Science briefs: The music we play while drinking a cold one alters how we think it tastes

July 2, 2016 at 12:00AM

Music can affect how we think beer tastes

A well-curated jukebox and a frosty beer have long gone hand-in-hand, but they may be more intertwined than we imagined. Research suggests that listening to certain music while drinking a beer can directly affect how we perceive that beer to taste. For example, if you're listening to high-pitched music while sipping a Budweiser, that beer might seem to taste sweeter than it actually does. Or if you're listening to deep, bass-heavy music, you might think the beer is bitterer and more alcoholic than it is. That is what was found in a study set to be published in September in the journal Food Quality and Preference.

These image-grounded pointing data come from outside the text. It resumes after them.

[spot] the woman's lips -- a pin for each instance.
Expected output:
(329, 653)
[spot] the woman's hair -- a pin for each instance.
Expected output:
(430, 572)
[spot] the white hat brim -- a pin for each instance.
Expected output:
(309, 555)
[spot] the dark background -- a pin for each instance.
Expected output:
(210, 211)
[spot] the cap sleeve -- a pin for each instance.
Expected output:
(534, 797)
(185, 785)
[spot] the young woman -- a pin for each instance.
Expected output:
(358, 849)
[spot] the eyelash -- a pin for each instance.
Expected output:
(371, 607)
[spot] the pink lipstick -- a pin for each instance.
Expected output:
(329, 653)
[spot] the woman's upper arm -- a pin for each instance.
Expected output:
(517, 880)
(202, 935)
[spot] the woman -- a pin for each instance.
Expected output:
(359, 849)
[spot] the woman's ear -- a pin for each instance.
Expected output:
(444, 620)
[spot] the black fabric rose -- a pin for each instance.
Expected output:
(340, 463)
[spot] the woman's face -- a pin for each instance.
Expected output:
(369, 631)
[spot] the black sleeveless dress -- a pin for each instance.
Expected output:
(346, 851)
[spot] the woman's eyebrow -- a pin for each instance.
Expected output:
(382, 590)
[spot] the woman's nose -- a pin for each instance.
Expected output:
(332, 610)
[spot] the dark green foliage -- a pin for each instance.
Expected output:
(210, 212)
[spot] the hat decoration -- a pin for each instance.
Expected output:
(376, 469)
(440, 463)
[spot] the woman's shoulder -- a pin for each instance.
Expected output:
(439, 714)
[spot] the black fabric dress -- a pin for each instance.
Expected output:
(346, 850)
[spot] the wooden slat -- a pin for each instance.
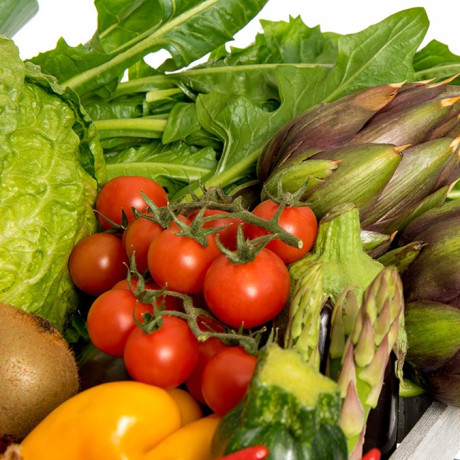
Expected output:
(436, 436)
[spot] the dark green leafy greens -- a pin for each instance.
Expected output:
(14, 14)
(206, 124)
(128, 31)
(51, 162)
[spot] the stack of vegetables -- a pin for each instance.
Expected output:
(252, 242)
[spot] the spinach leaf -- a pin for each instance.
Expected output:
(173, 166)
(187, 29)
(435, 60)
(382, 53)
(14, 14)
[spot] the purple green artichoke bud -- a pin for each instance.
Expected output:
(432, 292)
(433, 334)
(435, 273)
(393, 150)
(363, 335)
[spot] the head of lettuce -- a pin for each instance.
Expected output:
(50, 167)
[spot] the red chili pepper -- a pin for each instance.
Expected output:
(249, 453)
(373, 454)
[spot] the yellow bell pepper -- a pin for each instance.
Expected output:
(189, 407)
(111, 421)
(191, 442)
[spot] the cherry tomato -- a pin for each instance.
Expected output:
(137, 238)
(180, 262)
(227, 236)
(297, 220)
(247, 294)
(125, 193)
(226, 377)
(110, 320)
(208, 349)
(97, 262)
(165, 357)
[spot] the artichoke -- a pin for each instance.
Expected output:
(432, 291)
(390, 149)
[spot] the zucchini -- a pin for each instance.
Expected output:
(290, 407)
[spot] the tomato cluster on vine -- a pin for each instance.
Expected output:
(179, 289)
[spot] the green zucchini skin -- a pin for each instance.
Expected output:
(273, 416)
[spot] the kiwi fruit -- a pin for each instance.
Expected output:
(38, 371)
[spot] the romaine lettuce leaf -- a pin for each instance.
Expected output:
(51, 163)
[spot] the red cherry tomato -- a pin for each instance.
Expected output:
(137, 238)
(297, 220)
(110, 320)
(97, 262)
(179, 262)
(208, 349)
(227, 236)
(226, 377)
(247, 294)
(165, 357)
(124, 193)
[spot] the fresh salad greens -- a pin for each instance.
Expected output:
(187, 126)
(51, 163)
(14, 14)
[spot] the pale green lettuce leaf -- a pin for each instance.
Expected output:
(49, 170)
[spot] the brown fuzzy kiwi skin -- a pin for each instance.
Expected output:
(38, 371)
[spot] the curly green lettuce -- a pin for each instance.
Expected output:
(50, 166)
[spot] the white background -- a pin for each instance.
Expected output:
(75, 20)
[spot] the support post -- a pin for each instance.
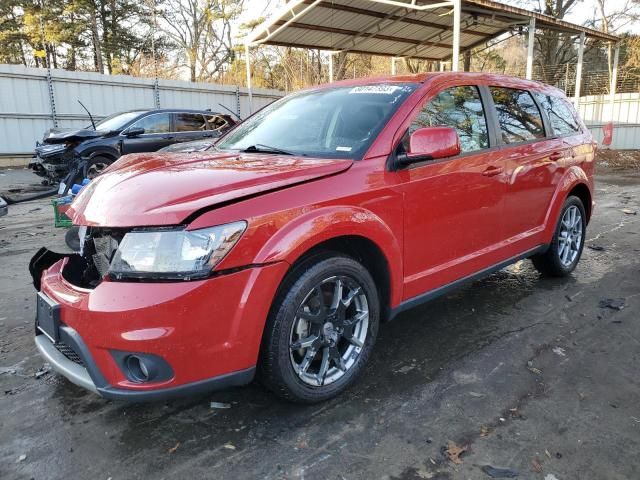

Melting glaciers can cause tsunamis

When Greenland's melting glaciers lose large chunks of ice, it's a violent process. Last year, for instance, scientists documented gigantic glacial earthquakes. But large masses of ice falling into the waters of Greenland's fjords can also create destructive tsunamis, albeit of a relatively small scale (compared with how big open ocean tsunamis can get). A study has found that at least one notable Greenland glacier, these tsunamis appear to be getting worse as melting advances. In a closely studied 2014 event, glacier Eqip Sermia lost what the researchers calculate to be 900,000 cubic meters of ice in a landslide from its 656-foot-tall ice cliff face. That loss — which is not very big for a glacier — created a sudden tsunami wave of 164 feet in height. "This is like a bulldozer at 30 meters a second, going into this water, and pushing it forward," said Martin P. Lüthi of the University of Zurich in Switzerland.